“I suppose you saw them smoking ruins. Them was a shed, a pigsty and a stack of hay. I don’t reckon fifty dollars would replace them.”

“What has an airship to do with them?” inquired Hiram.

“Everything. See here, just at daylight this morning I came to the back door. I heard a whir and a ping overhead, and I saw an airship going licketty-switch. Just as it passed over the house, some one in it must have thrown a lighted cigar overboard. I didn’t see it fall, but after I had gone into the house and finished dressing and came out again, I saw the airship dropping into the basin on top of Pike Hill up yonder. Then I smelled smoke. I ran around towards the sheds. The stack was blazing. I know it was a cigar that started it, for I found one on the ground where the fire started, and we smoke nothing but corncob pipes around these diggings.”
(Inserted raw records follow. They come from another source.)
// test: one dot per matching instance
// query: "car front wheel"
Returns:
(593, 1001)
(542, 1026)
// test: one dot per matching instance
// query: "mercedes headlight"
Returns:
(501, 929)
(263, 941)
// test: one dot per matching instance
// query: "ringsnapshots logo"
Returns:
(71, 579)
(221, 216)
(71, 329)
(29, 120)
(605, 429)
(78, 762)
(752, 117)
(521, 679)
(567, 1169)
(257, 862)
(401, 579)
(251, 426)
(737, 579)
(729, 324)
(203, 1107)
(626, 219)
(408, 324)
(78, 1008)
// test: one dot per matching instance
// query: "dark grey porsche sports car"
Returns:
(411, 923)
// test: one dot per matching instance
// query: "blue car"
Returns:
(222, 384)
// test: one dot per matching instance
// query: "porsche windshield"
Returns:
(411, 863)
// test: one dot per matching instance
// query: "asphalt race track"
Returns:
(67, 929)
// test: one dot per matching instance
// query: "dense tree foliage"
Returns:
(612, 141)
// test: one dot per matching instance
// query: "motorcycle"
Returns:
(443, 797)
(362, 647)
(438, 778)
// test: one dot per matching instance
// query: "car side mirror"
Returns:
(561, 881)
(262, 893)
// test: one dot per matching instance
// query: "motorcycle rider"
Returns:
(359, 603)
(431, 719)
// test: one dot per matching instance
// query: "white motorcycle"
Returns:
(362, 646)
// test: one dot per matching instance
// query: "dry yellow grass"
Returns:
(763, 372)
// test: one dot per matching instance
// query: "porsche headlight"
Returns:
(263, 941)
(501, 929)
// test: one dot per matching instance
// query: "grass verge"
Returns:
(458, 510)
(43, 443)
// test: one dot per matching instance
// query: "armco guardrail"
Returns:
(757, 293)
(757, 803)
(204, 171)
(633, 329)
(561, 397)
“And you say the airship landed on top of Pike Hill, as you call it?” inquired Dave. “How do you know that?”

“Say, get up on this rock with me. That’s it. Now then, take a squint past the spur of rock way up near the crest of the hill. See it?”

“Hello!” instantly exclaimed Hiram, in a state of great excitement.
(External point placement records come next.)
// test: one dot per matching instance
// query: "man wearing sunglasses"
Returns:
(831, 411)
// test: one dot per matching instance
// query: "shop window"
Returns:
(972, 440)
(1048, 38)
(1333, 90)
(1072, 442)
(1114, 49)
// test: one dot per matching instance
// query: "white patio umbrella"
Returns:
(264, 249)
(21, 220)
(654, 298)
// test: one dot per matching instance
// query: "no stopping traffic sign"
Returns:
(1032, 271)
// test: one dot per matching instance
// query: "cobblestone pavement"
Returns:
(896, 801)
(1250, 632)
“Why, sure as you live it’s the end of a wing,” declared Dave. “Have you seen anything of the persons running it, mister?”
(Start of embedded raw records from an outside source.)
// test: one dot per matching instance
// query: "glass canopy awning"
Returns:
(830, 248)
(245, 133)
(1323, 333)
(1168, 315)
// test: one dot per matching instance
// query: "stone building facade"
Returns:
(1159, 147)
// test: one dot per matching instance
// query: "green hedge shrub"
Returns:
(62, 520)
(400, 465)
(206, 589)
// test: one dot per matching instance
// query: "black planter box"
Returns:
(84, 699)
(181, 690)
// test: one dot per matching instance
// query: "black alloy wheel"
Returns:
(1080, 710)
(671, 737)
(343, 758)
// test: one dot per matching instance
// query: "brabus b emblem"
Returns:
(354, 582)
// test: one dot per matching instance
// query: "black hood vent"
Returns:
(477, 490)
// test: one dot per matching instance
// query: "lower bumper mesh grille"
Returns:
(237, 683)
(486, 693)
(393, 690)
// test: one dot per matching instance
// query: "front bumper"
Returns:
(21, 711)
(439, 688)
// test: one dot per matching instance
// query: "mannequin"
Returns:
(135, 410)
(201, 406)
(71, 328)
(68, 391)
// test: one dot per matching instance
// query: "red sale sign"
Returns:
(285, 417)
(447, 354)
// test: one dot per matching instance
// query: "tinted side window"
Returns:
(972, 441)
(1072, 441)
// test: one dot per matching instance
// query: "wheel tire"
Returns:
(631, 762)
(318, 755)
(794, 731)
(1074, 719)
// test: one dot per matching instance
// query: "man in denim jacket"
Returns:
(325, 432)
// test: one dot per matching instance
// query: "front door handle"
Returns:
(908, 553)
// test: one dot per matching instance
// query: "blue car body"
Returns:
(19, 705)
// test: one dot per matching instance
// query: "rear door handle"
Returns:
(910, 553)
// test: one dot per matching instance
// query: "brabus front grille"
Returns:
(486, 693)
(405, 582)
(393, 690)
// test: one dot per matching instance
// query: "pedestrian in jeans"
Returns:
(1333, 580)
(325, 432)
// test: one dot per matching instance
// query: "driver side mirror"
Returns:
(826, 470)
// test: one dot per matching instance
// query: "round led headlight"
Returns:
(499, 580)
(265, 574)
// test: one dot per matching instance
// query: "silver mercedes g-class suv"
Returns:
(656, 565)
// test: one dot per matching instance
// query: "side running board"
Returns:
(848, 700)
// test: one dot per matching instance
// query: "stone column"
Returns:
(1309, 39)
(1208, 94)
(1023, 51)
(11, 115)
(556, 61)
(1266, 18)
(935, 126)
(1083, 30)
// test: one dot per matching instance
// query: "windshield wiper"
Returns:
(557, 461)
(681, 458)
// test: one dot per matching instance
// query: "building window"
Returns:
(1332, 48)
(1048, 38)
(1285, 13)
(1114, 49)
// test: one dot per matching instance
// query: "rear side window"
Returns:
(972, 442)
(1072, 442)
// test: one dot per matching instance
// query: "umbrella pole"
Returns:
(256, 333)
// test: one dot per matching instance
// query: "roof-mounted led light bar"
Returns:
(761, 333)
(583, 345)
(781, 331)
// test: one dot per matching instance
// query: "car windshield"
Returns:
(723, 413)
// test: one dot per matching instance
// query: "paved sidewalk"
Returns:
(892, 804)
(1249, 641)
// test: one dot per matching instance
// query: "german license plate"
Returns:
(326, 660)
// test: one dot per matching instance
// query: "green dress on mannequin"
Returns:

“No, I haven’t. The way I figure it out is that they ran out of steam. Mebbe they thought no one saw them when they flew over the farm. Mebbe they’re hiding. Mebbe, when they saw me start on guard down here with my rifle, after we’d tried to put the fire out, they were afraid to budge.”

“It is very likely they alighted on account of the lack of gasoline,” Dave said to Hiram. “We didn’t leave much in the tanks last night.”

“That’s so,” assented Hiram. “What are you going to do?”